Today as I sit in the damp, cutting, cutting, I have decided that they do not belong here in the Sierras anymore, no matter how sweet my memories of daises in the family gardens. They’ve crowded out my Black-eyed Susans, (which crowded out the Western wildflower mix). They’ve pushed around the Verbena bonarensis, too, and infringed on the helicrysum.  Slowly I will pull them out, refuse them water, strict and mean I am, I guess.

2010-6 Garden in June Shasta Daisies, beyond the water supply, will have to survive on their own

2010-6 Garden in June Shasta Daisies, beyond the water supply, will have to survive on their own

Although they’re not native, I much prefer the little Ox-eye daisies with foliage that hugs the ground and tall stems with small quarter-sized flowers. They grow like wildflowers, popping up here and there, well behaved, only needing one chop and looking meadowy as they wave in the wind.

2014-5 May Garden  Ox-eye daisies among the native wildflowers

2014-5 May Garden Ox-eye daisies among the native wildflowers

Aside to whomever–  Darn, stickers in the seat of my jeans.

4 comments

  1. Eliza -

    I’m usually bad at making that kind of tough decision in the garden — kudos to you for growing the garden you want instead of just the one you have.

  2. Arleen Webster -

    It’s never to extirpate those things from your garden that you grow out of nostalgia.

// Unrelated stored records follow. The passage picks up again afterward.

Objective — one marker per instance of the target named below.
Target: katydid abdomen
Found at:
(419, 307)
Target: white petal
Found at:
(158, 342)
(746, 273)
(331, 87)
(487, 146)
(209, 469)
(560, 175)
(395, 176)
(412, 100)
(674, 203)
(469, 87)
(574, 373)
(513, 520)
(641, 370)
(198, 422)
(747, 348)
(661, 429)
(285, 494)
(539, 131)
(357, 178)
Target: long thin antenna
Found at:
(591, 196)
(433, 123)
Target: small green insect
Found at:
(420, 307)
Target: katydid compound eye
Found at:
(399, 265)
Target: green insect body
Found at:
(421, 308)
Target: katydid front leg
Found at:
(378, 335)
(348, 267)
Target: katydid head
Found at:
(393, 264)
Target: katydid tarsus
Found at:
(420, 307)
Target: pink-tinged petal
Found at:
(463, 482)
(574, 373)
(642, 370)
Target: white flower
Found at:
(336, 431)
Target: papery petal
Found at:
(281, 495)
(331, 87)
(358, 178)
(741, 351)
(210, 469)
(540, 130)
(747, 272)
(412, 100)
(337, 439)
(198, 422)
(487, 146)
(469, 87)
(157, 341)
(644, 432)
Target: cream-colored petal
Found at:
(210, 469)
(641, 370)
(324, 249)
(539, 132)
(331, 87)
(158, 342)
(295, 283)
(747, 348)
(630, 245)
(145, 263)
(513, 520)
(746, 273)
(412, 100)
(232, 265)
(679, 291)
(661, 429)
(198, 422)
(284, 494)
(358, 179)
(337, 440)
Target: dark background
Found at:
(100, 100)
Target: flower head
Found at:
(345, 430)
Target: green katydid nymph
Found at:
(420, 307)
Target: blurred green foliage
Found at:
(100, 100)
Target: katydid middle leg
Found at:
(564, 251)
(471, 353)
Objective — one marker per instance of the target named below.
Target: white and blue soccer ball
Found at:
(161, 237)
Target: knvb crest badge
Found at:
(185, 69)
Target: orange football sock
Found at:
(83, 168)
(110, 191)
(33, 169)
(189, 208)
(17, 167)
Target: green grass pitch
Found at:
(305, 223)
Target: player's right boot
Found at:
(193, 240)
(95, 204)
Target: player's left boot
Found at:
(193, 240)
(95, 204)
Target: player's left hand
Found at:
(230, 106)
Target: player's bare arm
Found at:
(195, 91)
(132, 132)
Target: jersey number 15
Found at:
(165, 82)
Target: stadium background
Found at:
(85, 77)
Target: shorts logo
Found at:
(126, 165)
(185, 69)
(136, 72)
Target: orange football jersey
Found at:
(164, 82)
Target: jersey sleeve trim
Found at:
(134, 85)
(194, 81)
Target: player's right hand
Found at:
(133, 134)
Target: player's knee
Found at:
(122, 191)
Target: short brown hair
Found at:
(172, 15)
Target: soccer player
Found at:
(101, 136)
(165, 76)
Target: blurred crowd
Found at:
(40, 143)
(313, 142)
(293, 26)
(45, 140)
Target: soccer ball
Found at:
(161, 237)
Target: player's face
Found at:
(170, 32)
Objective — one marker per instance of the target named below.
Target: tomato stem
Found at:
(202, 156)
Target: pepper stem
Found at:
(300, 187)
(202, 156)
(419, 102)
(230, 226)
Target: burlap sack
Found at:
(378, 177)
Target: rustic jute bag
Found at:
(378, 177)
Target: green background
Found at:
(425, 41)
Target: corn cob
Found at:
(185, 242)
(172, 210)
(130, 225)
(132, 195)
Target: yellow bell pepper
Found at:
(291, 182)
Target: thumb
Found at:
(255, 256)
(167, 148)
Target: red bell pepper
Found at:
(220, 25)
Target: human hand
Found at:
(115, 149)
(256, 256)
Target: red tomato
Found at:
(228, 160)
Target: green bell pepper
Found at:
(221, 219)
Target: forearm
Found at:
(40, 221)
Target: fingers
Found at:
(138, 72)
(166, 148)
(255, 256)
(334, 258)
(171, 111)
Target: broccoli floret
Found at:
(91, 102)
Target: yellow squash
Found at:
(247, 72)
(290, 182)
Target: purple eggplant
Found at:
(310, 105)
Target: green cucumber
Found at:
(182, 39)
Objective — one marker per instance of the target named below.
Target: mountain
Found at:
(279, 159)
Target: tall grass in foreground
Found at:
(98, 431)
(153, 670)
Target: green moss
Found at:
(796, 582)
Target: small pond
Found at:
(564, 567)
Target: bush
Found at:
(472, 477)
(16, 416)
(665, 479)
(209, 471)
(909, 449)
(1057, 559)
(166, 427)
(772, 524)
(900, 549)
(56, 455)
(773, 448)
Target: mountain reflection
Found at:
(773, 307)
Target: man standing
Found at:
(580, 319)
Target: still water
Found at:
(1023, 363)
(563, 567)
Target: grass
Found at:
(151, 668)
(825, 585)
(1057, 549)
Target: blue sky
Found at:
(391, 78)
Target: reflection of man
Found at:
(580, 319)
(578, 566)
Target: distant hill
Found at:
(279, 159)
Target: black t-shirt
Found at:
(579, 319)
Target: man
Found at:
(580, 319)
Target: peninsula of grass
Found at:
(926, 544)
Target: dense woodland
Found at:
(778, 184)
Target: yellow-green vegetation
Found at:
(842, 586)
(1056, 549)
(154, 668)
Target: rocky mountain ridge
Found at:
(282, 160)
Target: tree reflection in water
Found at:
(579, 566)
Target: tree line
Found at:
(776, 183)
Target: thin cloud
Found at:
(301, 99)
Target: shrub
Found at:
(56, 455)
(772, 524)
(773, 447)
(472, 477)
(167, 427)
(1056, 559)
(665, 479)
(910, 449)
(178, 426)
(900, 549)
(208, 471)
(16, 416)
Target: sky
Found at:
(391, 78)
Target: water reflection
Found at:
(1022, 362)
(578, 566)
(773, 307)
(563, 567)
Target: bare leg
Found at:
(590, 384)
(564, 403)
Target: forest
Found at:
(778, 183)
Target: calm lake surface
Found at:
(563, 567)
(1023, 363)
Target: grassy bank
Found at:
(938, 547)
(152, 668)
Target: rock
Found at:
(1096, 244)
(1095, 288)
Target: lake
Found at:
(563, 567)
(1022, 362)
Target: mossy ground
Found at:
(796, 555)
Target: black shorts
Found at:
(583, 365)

I had the same problem with Butterfly Bush (Buddleia davidii), which attracted a host of butterflies, hummingbirds, and even goldfinches, but grew to an ungainly size (blocking the view from our main entry) and started reseeding everywhere like there was no tomorrow. So, sadly but necessarily, I cut it down last weekend. I actually feel relieved because I now have an unobstructed view out of the kitchen window.

  3. Town Mouse -

    Well, we all know a garden is never finished. Part of the fun is taking something out, replacing it with something else — only to find another plant now starts to behave like a bully. What fun!

    • Sue Langley -

      Thanks, Eliza, Arleen and TMouse for your comments! Even as this post was written, I was having second thoughts..hahaha. But, also, after seeing a photo where my area filled with Shastas, was, before, similarly filled solidly with Rudbeckias, (which by the way are just as dominant), I see that I should pull out all the daisies I can. There may still be some that escape to satosfy my nostalgia.

      I find it so interesting how a plant like buddleia can reseed and actually be invasive in one area and not another. Buddleias don’t reseed here, but what conditions do they need to do so? I have seen them grow wild along the freeways in Seattle where there is so much rain and snow, hoever they do well here with little water. Interesting.